As the World Bank prepares to pick a new chief in April to replace outgoing President Robert Zoellick, the Washington-based group now has a good opportunity to think about what course it should take in line with changing economic realities.
|World Bank President Robert Zoellick [File photo]|
Whoever becomes the new president should continue the reforms that began under Zoellick's leadership.
Over the past five years, the World Bank has pooled a great deal of resources to help developing countries cope with the global financial crisis, boost growth and alleviate poverty.
Moreover, the World Bank has given developing countries a stronger voice in the world arena, allowing them to adapt to changes in an era of globalization and diversification.
"The real challenge for the successor will be whether he or she can continue the World Bank's transition," said Liu Qiao, a professor of finance and economics at Peking University.

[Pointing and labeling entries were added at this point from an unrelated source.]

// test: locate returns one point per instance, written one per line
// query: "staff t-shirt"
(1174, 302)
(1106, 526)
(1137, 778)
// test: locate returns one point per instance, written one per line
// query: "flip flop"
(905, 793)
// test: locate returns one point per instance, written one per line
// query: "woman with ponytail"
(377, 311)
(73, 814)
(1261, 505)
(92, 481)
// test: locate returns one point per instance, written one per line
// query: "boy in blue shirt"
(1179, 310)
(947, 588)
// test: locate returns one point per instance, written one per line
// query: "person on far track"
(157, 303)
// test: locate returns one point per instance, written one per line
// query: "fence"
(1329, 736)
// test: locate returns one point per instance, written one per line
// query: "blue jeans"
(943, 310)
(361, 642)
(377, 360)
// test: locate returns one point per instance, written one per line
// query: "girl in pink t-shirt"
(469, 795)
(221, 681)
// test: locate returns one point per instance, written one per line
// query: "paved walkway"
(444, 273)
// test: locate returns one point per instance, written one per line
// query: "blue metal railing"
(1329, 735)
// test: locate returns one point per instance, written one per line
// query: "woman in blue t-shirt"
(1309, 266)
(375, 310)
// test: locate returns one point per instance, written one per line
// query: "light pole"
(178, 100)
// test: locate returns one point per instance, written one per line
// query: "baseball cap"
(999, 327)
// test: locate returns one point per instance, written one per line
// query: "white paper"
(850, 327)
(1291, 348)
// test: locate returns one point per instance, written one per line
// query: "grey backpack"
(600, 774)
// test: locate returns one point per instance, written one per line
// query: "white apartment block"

A great many things have changed since the World Bank was established in 1945, a time when the United States was the primary growth engine for the post-war world economy.
Contributions to the world's gross domestic product (GDP) growth by developed countries fell to about 30 percent in 2010 from 88.6 percent in 1990, according to data from the International Monetary Fund (IMF).
In contrast, developing economies, particularly Brazil, Russia, India, China and South Africa, contributed about 60 percent to the world's economic growth in 2010.
"Increased representation for developing countries in the World Bank has been driven by such changes," Liu said.
The World Bank endorsed a 3.13-percentage-point shift in voting power toward developing countries, bringing them to a collective total of 47.19 percent.
Zhao Xijun, deputy dean of the School of Finance at Renmin University, said the amount of influence that developing countries have in the World Bank does not yet match their actual status in the world economy.
He said emerging economies are more willing to enhance cooperation and speak with one voice on international issues, thus creating pressure for the World Bank to accelerate reforms.
"If the World Bank fails to proceed with structural reforms, it risks undermining its capacity or even marginalizing itself in the international arena," he said.